Circuit Breaker and Student Opportunity Act

If you haven't watched our Circuit Breaker Special Education reimbursement video yet, you can find it here. A very basic understanding is assumed in the following explanation of what the Student Opportunity Act (SOA) is changing for Circuit Breaker.

1) The Circuit Breaker reimbursement is calculated above a "floor" or threshold amount. Currently the floor is calculated at 4x the state average foundation budget, and that foundation budget is the piece of state funding where the biggest part of the funding is going. As the foundation budget rises, the Circuit Breaker floor rises, and Circuit Breaker reimbursement to districts drops. The SOA changes the method of calculating the floor, setting the FY20 floor at $45,792 and adjusting annually there after by the foundation inflation rate. To try to illustrate the effect, this model shows what the floor would look like if the SOA method had been implemented 5 years ago. The reimbursements are based on an example student with $100K claim and 75% reimbursement rates annually.
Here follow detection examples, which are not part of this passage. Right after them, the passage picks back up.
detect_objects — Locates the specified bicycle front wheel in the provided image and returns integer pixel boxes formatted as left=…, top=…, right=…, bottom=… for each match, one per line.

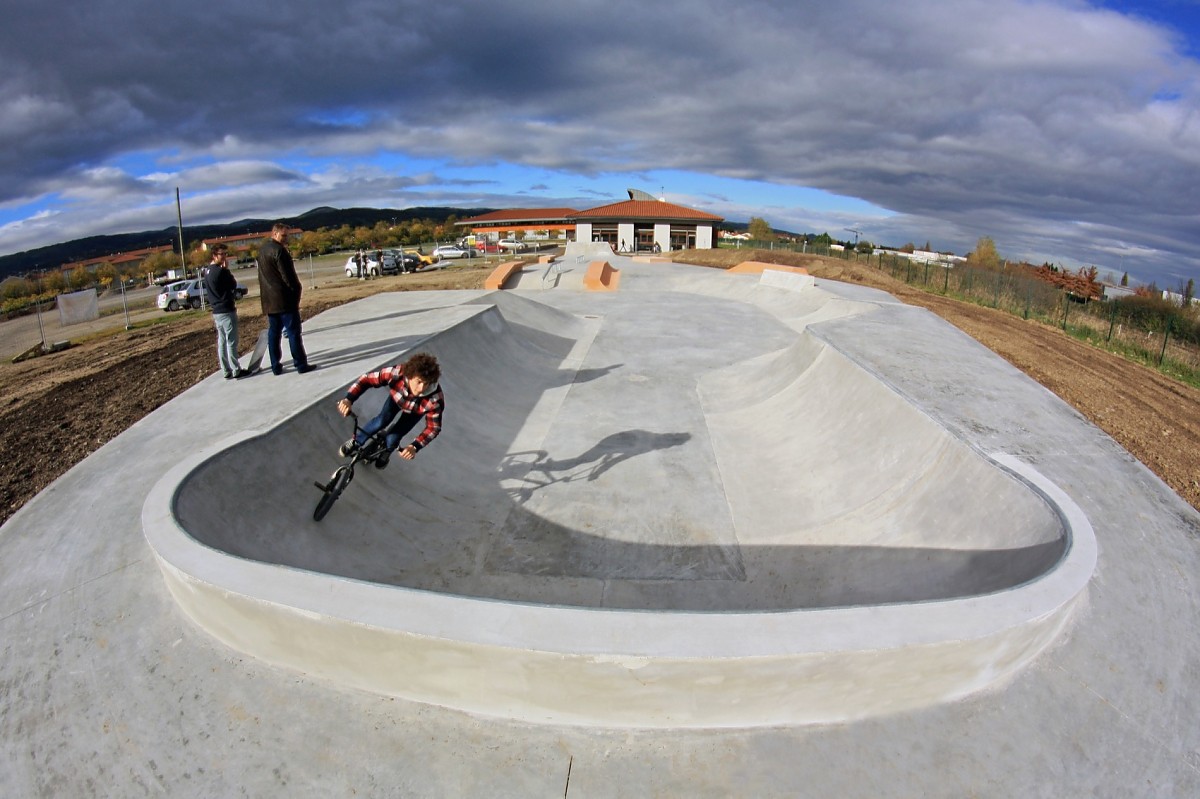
left=312, top=467, right=352, bottom=522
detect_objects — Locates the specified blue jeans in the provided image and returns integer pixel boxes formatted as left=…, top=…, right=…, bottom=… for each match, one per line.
left=266, top=311, right=308, bottom=374
left=212, top=313, right=241, bottom=374
left=354, top=397, right=420, bottom=452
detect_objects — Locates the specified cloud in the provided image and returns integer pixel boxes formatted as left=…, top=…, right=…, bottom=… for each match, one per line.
left=0, top=0, right=1200, bottom=286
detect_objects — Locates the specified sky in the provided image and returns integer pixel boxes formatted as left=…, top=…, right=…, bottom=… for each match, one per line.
left=0, top=0, right=1200, bottom=288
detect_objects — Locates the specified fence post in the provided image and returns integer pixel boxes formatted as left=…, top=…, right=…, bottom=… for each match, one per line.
left=1158, top=317, right=1175, bottom=366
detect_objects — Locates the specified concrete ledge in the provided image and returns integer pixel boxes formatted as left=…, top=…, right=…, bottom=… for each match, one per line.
left=484, top=260, right=524, bottom=292
left=726, top=260, right=809, bottom=275
left=142, top=440, right=1097, bottom=727
left=583, top=260, right=620, bottom=292
left=142, top=295, right=1097, bottom=728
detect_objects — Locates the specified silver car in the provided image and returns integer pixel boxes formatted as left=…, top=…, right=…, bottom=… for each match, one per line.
left=433, top=245, right=479, bottom=260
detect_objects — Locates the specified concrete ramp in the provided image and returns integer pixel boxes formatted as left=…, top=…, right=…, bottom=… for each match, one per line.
left=143, top=277, right=1096, bottom=727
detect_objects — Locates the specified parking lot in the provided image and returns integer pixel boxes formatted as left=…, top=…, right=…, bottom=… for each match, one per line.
left=0, top=247, right=528, bottom=360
Current Method Floor Current Method Reimbursement SOA Floor SOA Reimbursement

FY16 $41,944 $43,542 $41,944 $43,542

FY17 $42,840 $42,870 $41,022 $44,234

FY18 $43,094 $42,680 $41,477 $43,892

FY19 $44,106 $41,921 $42,571 $43,072

FY20 $45,792 $40,656 $44,167 $41,875


2) The SOA would allow transportation costs to be included in a Circuit Breaker claim, in addition to instructional costs. This would phase in over a 4 year period at 25% per year. For instance, if the $100,000 student claim above has $20,000 in transportation costs, the claim amount $105,000 in FY21, $110,000 in FY22, $115,000 in FY23, and $120,000 in FY24. If sufficient funds were appropriated to meet the 75% reimbursement rate target, the transportation costs for this example student would be an additional $15,000 in the final year over the current method.

Note that not all of a district's Special Education transportation costs would be reimbursed. even in the final year of the phase in. Some claims will still fall short of reaching the threshold/floor (i.e. a student with $32,000 in instructional costs and $8,000 in transportation costs would not exceed the current $45,792 floor) and the amounts above the floor are only partially reimbursed, with the final amount dependent on the reimbursement set by the state in the annual budget.